Sendo eu a única menina de família formada por sete tios, nada mais natural do que ser a detentora de toda a atenção dos adultos à minha volta. E mais: como era uma menina obediente e educada, conforme discurso dos meus familiares, cada vez mais eu angariava, por merecimento, a dedicação de todos. Para a minha família, eu era ainda era uma menina muito bonitinha, assim como são todas as crianças. Minha mãe relata que eu era moreninha, da cor de jambo, tinha o cabelo bem lisinho e as pernas muito bem torneadas. Isto sem contar que falava corretamente, apesar de ser tímida.
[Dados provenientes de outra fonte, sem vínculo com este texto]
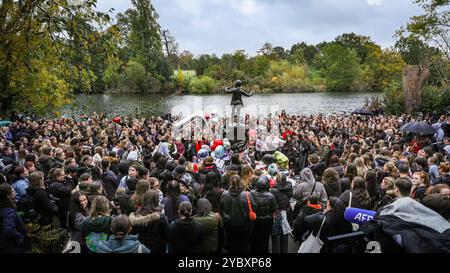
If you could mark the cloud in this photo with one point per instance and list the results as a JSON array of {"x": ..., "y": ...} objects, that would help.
[
  {"x": 224, "y": 26},
  {"x": 247, "y": 7},
  {"x": 373, "y": 2}
]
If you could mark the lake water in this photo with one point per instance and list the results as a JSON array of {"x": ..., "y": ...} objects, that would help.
[{"x": 158, "y": 104}]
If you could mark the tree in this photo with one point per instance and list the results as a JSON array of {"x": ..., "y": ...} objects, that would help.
[
  {"x": 341, "y": 67},
  {"x": 360, "y": 44},
  {"x": 170, "y": 45},
  {"x": 425, "y": 46},
  {"x": 186, "y": 60},
  {"x": 142, "y": 34},
  {"x": 301, "y": 52},
  {"x": 279, "y": 53},
  {"x": 39, "y": 40}
]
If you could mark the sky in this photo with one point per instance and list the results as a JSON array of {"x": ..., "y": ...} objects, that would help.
[{"x": 224, "y": 26}]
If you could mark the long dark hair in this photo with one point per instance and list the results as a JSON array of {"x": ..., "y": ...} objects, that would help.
[
  {"x": 351, "y": 172},
  {"x": 337, "y": 209},
  {"x": 5, "y": 191},
  {"x": 371, "y": 180},
  {"x": 75, "y": 207},
  {"x": 173, "y": 192},
  {"x": 120, "y": 226},
  {"x": 359, "y": 189},
  {"x": 212, "y": 181},
  {"x": 150, "y": 203}
]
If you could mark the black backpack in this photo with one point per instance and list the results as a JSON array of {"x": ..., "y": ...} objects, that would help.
[{"x": 26, "y": 208}]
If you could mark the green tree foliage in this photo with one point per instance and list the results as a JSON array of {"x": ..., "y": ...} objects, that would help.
[
  {"x": 394, "y": 99},
  {"x": 425, "y": 42},
  {"x": 202, "y": 85},
  {"x": 340, "y": 67},
  {"x": 46, "y": 50},
  {"x": 142, "y": 35}
]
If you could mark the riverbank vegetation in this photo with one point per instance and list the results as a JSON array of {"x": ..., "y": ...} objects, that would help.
[{"x": 52, "y": 50}]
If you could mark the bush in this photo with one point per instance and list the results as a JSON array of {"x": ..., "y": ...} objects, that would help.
[
  {"x": 394, "y": 99},
  {"x": 202, "y": 85},
  {"x": 434, "y": 99}
]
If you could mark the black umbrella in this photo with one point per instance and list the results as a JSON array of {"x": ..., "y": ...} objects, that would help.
[
  {"x": 362, "y": 111},
  {"x": 421, "y": 128}
]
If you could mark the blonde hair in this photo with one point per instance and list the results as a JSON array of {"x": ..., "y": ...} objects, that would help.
[
  {"x": 361, "y": 168},
  {"x": 100, "y": 207},
  {"x": 247, "y": 176}
]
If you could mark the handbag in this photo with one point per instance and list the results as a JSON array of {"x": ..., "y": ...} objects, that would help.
[
  {"x": 355, "y": 227},
  {"x": 312, "y": 244},
  {"x": 251, "y": 214}
]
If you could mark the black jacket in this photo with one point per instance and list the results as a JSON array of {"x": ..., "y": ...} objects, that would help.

Este mundo no qual eu encarnava a figura principesca, durou por sete anos, até que a cegonha decidiu acabar com meu reinado e trouxe um novo ser para o seio da nossa família. Diferentemente de mim, que guardava uma grande semelhança com meu pai, a menina recém-chegada era loira e lembrava a imagem da minha mãe durante sua infância e adolescência. Com a chegada do bebê, como é natural, todas as atenções se voltaram para aquele serzinho que precisava de cuidados e atenção. E assim, eu me senti rejeitada, porque todo o carinho, zelo e atenção que sempre recebera, agora tudo era destinado ao novo serzinho. Mas, mesmo assim, eu era louca pela minha irmãzinha e queria participar dos cuidados que lhe eram dispensados. E minha mãe, com muito cuidado, aninhava o bebezinho nos meus braços, enquanto ela cochilava.
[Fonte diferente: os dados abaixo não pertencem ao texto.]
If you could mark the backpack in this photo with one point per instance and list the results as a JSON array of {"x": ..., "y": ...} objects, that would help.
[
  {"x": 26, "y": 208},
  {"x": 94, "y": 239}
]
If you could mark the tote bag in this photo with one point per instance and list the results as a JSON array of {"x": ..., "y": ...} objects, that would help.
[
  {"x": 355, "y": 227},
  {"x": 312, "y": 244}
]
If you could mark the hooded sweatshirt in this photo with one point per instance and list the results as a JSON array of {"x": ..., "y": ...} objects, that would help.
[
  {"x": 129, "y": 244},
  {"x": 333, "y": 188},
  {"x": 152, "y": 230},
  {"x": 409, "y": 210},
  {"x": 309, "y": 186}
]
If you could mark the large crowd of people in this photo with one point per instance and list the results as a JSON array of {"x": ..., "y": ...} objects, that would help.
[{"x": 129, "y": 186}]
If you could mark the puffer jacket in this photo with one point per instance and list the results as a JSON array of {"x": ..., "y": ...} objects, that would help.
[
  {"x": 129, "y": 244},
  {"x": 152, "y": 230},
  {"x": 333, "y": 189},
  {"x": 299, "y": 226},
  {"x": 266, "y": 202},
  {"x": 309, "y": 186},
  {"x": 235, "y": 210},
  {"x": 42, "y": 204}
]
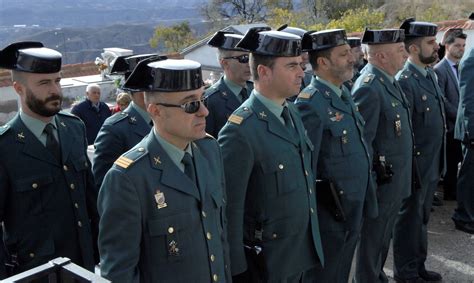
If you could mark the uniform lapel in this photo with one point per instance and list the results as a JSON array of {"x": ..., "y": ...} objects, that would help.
[
  {"x": 274, "y": 125},
  {"x": 231, "y": 101},
  {"x": 171, "y": 175},
  {"x": 202, "y": 168},
  {"x": 31, "y": 145}
]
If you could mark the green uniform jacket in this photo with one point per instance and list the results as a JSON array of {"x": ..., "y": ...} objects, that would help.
[
  {"x": 428, "y": 118},
  {"x": 270, "y": 189},
  {"x": 336, "y": 130},
  {"x": 387, "y": 129},
  {"x": 156, "y": 225},
  {"x": 221, "y": 102},
  {"x": 118, "y": 134},
  {"x": 48, "y": 208}
]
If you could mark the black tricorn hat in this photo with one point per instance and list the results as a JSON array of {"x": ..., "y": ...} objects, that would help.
[
  {"x": 293, "y": 30},
  {"x": 168, "y": 75},
  {"x": 140, "y": 77},
  {"x": 30, "y": 57},
  {"x": 354, "y": 41},
  {"x": 264, "y": 41},
  {"x": 418, "y": 29},
  {"x": 225, "y": 40},
  {"x": 383, "y": 36},
  {"x": 324, "y": 39}
]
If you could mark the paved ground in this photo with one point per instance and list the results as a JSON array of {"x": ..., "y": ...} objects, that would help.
[{"x": 451, "y": 252}]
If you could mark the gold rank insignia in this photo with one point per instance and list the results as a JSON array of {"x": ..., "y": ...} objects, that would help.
[
  {"x": 123, "y": 162},
  {"x": 157, "y": 160},
  {"x": 160, "y": 200},
  {"x": 235, "y": 119},
  {"x": 304, "y": 95}
]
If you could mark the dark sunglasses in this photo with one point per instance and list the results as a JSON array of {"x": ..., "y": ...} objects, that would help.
[
  {"x": 243, "y": 59},
  {"x": 188, "y": 107}
]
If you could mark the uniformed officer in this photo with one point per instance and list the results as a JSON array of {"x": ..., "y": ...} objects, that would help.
[
  {"x": 308, "y": 72},
  {"x": 389, "y": 135},
  {"x": 418, "y": 82},
  {"x": 273, "y": 223},
  {"x": 47, "y": 196},
  {"x": 122, "y": 131},
  {"x": 343, "y": 164},
  {"x": 233, "y": 87},
  {"x": 162, "y": 204},
  {"x": 464, "y": 214},
  {"x": 356, "y": 49}
]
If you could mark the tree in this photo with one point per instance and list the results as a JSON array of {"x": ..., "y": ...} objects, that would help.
[{"x": 174, "y": 38}]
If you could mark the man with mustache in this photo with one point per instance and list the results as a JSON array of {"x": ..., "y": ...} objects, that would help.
[
  {"x": 388, "y": 133},
  {"x": 47, "y": 195},
  {"x": 273, "y": 221},
  {"x": 335, "y": 128},
  {"x": 162, "y": 204},
  {"x": 418, "y": 81},
  {"x": 234, "y": 87}
]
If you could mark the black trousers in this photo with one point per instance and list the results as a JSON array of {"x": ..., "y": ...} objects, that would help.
[{"x": 453, "y": 157}]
Nestes momentos, as pessoas olhavam a cena e diziam algo que eu não conseguia entender: “É uma mosca no leite”! Os adultos riam enquanto eu ficava a ver navios, sem entender coisa alguma. Só depois de muito tempo compreendi que a referência dizia respeito ao fato de eu ser morena e a minha irmã loira. Esta comparação durou por muito tempo e começou a perturbar minha cabeça. Não me sentia bem por ser compara a uma mosca. Além disso, meus tios, primos e vizinhos passaram a dizer que eu havia ficado “no canto”. Que eu perdera o trono e que todas as atenções agora, eram destinadas à uma nova princesa, branca e loira. De princesa eu passara a ser a Gata Borralheira. Eu imaginava ter perdido não apenas a atenção da família, mas também o amor de todos e passei a chorar pelos cantos. Os adultos, que anteriormente me bajulavam, agora só tinham olhos para a menina loirinha, que só fazia comer e dormir, sem imaginar o tormento no qual havia transformado a minha vida. O cabelo loiro da menina foi tão elogiado, aplaudido e exaltado, que eu me envergonhava do meu, tão pretinho e tão lisinho. Então procurava um lugar para me esconder e chorar. Cheguei a rezar e pedir a Deus para me fazer loirinha também, e assim voltar a receber a atenção dos adultos. A situação ficou tão insuportável para mim, que certo dia pedi a uma prima que morava na casa de vovó e já era adulta – Tereza – de saudosa memória – que comprasse água oxigenada para pintar meu cabelo de loiro.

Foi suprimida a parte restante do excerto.